1894.3.12(明治27)〜 1978.8.1(昭和53)

大正・昭和期の官僚、財界人

埋葬場所: 8区 1種 13側

 東京出身。祖父は旧幕臣で甲府勤番の武士の植村厚十郎(同墓)、父の植村澄三郎(同墓)は札幌麦酒の功労者。澄三郎と妻の誠の長男として生まれる。弟の植村泰二(11-1-13)は写真化学研究所や東宝映画初代社長を務める。泰二の長男で甥にフルート奏者の植村泰一(11-1-13)がいる。
 第一高等学校を経て、1918(T7)東京帝国大学法学部政治学科卒業。農商務省に入る。1年間志願兵として入営後、同省工場監督官から大臣秘書官となり5人に仕えた。'25欧州の基幹産業調査、'27(S2)新設された資源局の調査課長、重要資源調査に尽力。'37企画院調査部長、産業部長、第4部長を歴任し、日中戦争下の生産力拡充計画の立案にあたる。'40企画院次長となり、退官。外務省の通商顧問、独・伊の統制経済の実を視察し帰国。'41九州の石炭王の松本健次郎に請われて石炭統制会理事長に就任。
 戦後'45経団連の前身の日本経済連合委員会の副委員長兼事務局長となり、翌年、経連解散、全国経営者団体連絡協議会(経団連)の創立に参画し引き続き事務局長に就任した。しかし'47公職追放。'51解除後、経団連に復帰し、相談役を経て副会長に就任。'55植村が中心となって「経済再建懇談会」を立ち上げ、これまでの個々の企業による献金から、戦前からの岸信介ら商工省・企画院人脈との深い繋がりを利用し、経済界・財界から政界・自由民主党への今に至る画期的な献金システム(経団連方式)を整備した。'60日本商工会議所会頭の足立正らと発起人となり社団法人日韓経済協会を設立、自ら初代会長に就任した。'61ニッポン放送会長、'63日本航空会長を歴任。
 '68石坂泰三(13-1-1-9)の後を継いで経団連第3代会長に就任。副会長を5人から7人に増員し、集団指導体制の下で調整力を発揮。石油ショックや日米繊維交渉など内外の経済問題にとりくんだ。'74会長職を土光敏夫に引き継ぎ、名誉会長となる。この間、'72勲一等旭日桐花大綬章受章。松本清張の小説「深層海流」は植村甲午郎がモデルとされている。享年84歳。
 妻の淑(1899-1988 同墓)は富井政章男爵の娘である。
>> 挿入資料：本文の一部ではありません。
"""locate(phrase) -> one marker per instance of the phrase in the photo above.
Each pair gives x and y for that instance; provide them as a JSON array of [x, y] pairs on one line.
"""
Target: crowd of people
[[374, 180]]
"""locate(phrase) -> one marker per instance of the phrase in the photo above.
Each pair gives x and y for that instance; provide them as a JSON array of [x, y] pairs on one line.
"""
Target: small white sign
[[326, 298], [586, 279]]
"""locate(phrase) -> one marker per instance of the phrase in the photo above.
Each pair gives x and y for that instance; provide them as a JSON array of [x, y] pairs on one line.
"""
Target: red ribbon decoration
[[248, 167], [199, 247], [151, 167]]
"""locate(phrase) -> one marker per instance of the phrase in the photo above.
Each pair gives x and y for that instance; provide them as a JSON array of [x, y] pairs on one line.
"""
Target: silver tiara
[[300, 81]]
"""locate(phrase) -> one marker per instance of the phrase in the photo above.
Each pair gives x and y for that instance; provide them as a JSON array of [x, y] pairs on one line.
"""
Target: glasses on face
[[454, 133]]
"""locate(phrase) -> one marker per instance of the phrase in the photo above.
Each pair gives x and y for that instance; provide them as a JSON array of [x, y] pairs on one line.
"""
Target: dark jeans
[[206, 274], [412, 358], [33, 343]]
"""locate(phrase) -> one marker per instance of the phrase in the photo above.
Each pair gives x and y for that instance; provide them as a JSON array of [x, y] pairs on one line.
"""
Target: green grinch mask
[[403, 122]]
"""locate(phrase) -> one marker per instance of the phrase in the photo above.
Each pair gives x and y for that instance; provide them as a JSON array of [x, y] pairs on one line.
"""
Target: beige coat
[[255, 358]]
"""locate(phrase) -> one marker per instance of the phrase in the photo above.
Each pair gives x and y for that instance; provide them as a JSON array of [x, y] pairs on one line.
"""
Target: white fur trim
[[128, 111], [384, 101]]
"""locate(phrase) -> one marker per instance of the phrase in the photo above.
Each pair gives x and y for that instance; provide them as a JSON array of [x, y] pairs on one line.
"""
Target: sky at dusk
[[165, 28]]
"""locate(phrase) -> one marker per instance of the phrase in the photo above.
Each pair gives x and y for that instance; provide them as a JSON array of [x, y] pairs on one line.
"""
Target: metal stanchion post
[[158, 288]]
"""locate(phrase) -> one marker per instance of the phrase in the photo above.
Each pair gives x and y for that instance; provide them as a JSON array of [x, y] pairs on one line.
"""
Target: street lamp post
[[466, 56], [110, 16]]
長男の植村泰忠(同墓)は固体物理学者。長女の和子は渋沢栄一の孫の渋沢正一に嫁いだ。二男の植村泰久は仙台放送社長。

<講談社日本人名大辞典>
<コンサイス日本人名事典など>


墓所 碑

*墓所内正面に「植村家墓」、左側に植村厚十郎を筆頭に数基並ぶ。 右側に「澄三郎夫妻・甲午郎夫妻」、「泰忠」の刻がある墓誌二基並び、全面に名前と生没年月日、裏面に略歴がそれぞれ刻まれている。